Davide Borgione e quel vuoto che resta dentro
Da giorni mi porto dentro qualcosa di strano. Un peso sottile, difficile da spiegare, che toglie energia.
La vicenda di Davide Borgione mi ha colpito più di quanto pensassi. Forse perché racconta una realtà dove nemmeno l’immaginazione più cupa riesce ad arrivare fino in fondo.
Un ragazzo di 19 anni, lasciato solo su un marciapiede. Ferito. In fin di vita. E addirittura derubato.
Succede a Torino. La “nobile” Torino. E questo dettaglio pesa ancora di più.
Quando la paura della vita lascia spazio all’indifferenza
Fa impressione pensare che, davanti a una vita a terra, la paura, l’egoismo, l’indifferenza abbiano avuto la meglio sull’umanità.
E allora ci indigniamo. Scriviamo post. Commentiamo. Condividiamo frasi forti.
Poi però… tutto passa.
E mentre scrivo, mi faccio una domanda scomoda: sono davvero diverso anch’io?
Forse no. Forse a volte mi limito a essere colpito, senza essere coerente fino in fondo.
Il messaggio ai figli passa da ciò che siamo, non da ciò che scriviamo
Se voglio trasmettere un messaggio a mio figlio, non posso permettermi l’incoerenza. Non sempre, almeno.
Perché i figli non ascoltano quello che diciamo. Guardano quello che facciamo.
E questo atteggiamento – pensare solo a sé stessi – oggi lo vediamo ovunque.
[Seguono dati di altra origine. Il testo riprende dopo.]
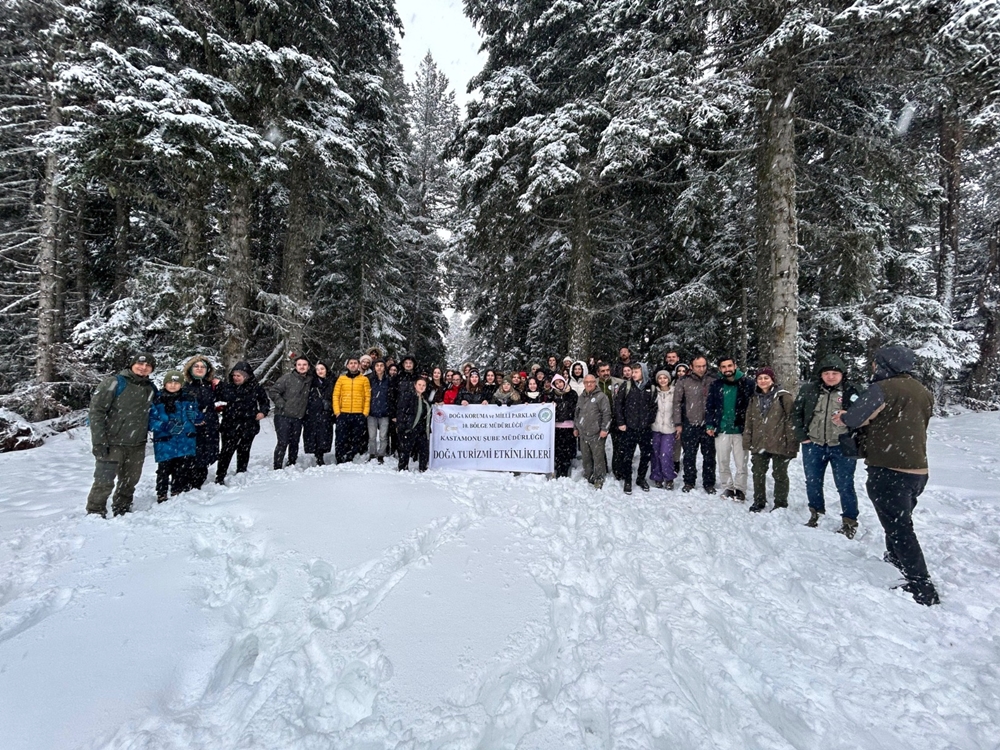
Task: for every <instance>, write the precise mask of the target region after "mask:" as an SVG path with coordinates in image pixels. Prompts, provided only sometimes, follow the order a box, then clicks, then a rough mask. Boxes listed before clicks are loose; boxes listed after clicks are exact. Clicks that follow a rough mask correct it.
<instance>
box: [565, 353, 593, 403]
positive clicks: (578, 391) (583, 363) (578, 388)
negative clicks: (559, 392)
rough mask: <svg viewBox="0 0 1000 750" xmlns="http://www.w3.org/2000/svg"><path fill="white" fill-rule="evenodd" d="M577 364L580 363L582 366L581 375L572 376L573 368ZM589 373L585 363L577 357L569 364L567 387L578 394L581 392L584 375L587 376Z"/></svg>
mask: <svg viewBox="0 0 1000 750" xmlns="http://www.w3.org/2000/svg"><path fill="white" fill-rule="evenodd" d="M577 365H580V366H581V367H583V375H581V376H580V377H578V378H574V377H573V370H575V369H576V366H577ZM589 374H590V370H589V369H588V368H587V363H586V362H584V361H583V360H582V359H578V360H577V361H576V362H574V363H573V364H571V365H570V366H569V376H568V377H569V387H570V388H572V389H573V390H574V391H575V392H576V395H577V396H579V395H580V394H581V393H583V379H584V378H585V377H587V375H589Z"/></svg>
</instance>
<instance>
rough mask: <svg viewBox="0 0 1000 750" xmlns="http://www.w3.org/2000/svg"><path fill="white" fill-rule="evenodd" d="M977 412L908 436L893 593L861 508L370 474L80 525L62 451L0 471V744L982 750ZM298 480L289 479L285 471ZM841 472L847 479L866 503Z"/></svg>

Nella vita. E anche nel calcio.
Squadra, amicizia, valori… ma solo a parole
Sentiamo parlare continuamente di:
- squadra
- amicizia
- relazioni
- rispetto
Poi però vediamo genitori che:
- pensano solo al proprio figlio
- calpestano gli altri
- criticano, giudicano, sminuiscono
- a volte fanno anche peggio
E nello stesso momento condividono citazioni di grandi autori. Parole bellissime. Post perfetti.
Ma vuoti.
Meno scena, più umanità
Forse è arrivato il momento di dircelo con onestà:
👉 facciamo meno scena 👉 scriviamo meno frasi ad effetto 👉 e mettiamo davvero al centro umanità e umiltà
Perché Davide Borgione non è solo una notizia. È uno specchio.
E se quello specchio ci dà fastidio, forse non è colpa dello specchio.
Buona giornata. Con un pensiero in più. E, magari, un gesto in più quando serve davvero.
PS: Un abbraccio alla famiglia di Davide.